Today, Augustine would lament how the wealthy are inclined to build towers to themselves rather than securing "treasure in heaven" by providing for the poor. Augustine would likely see much of America as nothing more than a Roman Carnival, replete with all the trappings of wealth, clamoring for entertainment, while ignoring the plight of many who “really don’t count.”

Then or now, no system is flawless, but we can't give up the effort, and because the church is no longer the "central bank," so to speak, the government has to function in that regard, and taxation is the tool to bring about a humbling of the rich, and redistribution of wealth, even as alms-giving was the tool then.

And we needn't worry about the rich giving up their desire for wealth. It's in their character, and they'll do it no matter how much they pay in taxes, but in the end, taxes will "save their souls" (if high enough to actually be real giving), whether they know it or not, and in the end, the poor will be comforted, their lot improved, and society changed.


1. What is the place of wealth in the United States? How do we think about it?
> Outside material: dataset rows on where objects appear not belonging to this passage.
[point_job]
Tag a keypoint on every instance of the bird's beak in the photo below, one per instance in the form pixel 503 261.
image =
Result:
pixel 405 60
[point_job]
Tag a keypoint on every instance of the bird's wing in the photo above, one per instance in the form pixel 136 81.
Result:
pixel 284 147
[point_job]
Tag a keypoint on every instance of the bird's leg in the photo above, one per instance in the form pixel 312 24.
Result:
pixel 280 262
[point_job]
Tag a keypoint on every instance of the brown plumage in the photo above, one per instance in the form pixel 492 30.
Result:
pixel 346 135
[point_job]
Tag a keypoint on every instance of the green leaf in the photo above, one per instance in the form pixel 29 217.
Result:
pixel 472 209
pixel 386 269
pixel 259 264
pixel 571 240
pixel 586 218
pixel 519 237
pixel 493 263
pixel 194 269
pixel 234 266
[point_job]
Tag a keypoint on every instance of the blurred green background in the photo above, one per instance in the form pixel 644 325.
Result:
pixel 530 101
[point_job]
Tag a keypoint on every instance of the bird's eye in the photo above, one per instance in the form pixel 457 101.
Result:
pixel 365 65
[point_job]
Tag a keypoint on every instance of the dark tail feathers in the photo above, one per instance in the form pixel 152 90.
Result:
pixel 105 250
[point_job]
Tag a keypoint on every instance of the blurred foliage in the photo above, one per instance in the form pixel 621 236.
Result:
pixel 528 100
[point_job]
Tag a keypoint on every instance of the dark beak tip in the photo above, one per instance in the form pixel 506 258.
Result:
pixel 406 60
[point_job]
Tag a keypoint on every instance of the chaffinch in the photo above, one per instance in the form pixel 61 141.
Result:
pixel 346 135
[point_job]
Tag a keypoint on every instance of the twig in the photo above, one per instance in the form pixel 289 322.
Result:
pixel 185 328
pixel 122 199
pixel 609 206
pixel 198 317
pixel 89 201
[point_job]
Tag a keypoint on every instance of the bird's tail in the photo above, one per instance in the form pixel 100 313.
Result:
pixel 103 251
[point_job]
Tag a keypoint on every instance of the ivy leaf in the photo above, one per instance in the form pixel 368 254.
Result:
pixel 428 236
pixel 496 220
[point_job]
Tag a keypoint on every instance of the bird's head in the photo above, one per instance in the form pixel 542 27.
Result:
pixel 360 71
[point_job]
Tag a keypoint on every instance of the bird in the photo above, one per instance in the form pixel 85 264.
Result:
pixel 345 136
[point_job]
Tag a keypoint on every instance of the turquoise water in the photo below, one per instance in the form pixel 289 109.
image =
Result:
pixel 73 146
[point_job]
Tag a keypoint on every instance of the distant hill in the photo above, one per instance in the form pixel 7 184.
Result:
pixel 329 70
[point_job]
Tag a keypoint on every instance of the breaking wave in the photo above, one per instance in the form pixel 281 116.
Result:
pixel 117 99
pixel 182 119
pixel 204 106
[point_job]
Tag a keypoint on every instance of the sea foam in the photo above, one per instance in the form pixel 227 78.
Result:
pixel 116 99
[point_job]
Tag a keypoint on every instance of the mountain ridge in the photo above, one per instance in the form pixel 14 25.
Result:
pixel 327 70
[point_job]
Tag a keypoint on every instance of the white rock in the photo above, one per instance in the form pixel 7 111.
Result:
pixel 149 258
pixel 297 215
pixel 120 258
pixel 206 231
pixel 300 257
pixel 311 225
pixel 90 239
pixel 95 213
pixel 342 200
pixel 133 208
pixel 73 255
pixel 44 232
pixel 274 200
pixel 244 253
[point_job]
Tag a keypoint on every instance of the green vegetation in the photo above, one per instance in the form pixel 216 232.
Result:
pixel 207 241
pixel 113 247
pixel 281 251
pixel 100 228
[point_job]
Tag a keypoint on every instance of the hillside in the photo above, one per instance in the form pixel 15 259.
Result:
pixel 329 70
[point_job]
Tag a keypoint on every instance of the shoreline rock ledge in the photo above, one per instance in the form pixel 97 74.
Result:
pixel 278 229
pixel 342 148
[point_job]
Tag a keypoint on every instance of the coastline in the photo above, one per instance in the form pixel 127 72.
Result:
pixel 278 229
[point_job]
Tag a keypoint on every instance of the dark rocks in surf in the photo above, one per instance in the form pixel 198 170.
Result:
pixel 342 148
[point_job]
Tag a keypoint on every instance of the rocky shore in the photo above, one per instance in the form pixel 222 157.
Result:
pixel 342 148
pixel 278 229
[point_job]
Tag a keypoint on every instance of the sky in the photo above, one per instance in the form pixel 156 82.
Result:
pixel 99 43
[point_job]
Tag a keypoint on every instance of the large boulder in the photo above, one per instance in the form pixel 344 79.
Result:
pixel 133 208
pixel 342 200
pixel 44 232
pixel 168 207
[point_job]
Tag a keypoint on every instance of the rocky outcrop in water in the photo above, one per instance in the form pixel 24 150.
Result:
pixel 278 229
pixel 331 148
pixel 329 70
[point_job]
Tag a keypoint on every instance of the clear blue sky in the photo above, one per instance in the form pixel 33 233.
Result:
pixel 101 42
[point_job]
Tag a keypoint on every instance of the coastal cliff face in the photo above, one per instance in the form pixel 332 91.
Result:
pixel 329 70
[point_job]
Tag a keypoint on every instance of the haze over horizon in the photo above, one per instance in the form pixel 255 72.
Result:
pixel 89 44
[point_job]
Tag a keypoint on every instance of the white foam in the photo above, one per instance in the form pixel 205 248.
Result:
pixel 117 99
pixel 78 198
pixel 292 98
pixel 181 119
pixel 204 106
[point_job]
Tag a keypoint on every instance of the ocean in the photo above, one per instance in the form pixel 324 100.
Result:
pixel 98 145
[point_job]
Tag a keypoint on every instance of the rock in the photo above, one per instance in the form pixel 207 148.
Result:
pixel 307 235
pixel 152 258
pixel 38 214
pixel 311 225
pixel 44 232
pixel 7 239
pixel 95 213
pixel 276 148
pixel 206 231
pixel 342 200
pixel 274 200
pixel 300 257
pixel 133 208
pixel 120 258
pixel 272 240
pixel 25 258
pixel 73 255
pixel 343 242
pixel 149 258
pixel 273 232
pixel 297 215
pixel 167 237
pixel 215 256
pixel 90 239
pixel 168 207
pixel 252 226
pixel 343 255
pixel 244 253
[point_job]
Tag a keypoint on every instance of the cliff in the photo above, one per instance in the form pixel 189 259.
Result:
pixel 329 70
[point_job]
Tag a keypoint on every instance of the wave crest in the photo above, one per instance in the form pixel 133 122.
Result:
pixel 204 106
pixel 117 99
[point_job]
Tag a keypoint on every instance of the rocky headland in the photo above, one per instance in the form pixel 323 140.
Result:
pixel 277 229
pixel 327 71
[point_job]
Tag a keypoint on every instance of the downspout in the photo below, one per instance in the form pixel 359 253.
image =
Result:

What’s the purpose of wealth? 

2. The WASP establishment seemingly had a sense of civic duty - what’s happened to this?

3. In Western Michigan, the VanAndels and the DeVoses poured tens of millions into the revitalization of Grand Rapids, including medical research and a host of other means by which the common good of the city is enhanced. I believe this was done out of the goodness of their hearts, and with a sense of Christ, and a commitment to civic good. Yet what I know of their political allegiances (for them, all tied up in their religion) strikes me as inimical to the foundations of democracy, and contrary to much of my Christian faith. What do we make of people such as this? And others of great wealth who dominate the world, who often show up in their “carriages” as did the ancient wealthy, on their way to parties held in honor of the Emperor, to display their wealth and privilege, competing with one another for the largest this and the most beautiful that. Can the church offer anything to this? Other than baptizing it, or condemning it?

4. Augustine and Ambrose were able to challenge people to think eternally - for the Pagan, to mount to the stars; for the Christian, to be with the saints in heaven with Christ. They spoke easily and convincingly about the “transfer of wealth,” from here to there, by giving it to the church, and the church, in turn, caring for the poor, which it most earnestly did, even as it acquired great wealth for itself. What, if any, tools are at our disposal to thinking about wealth today?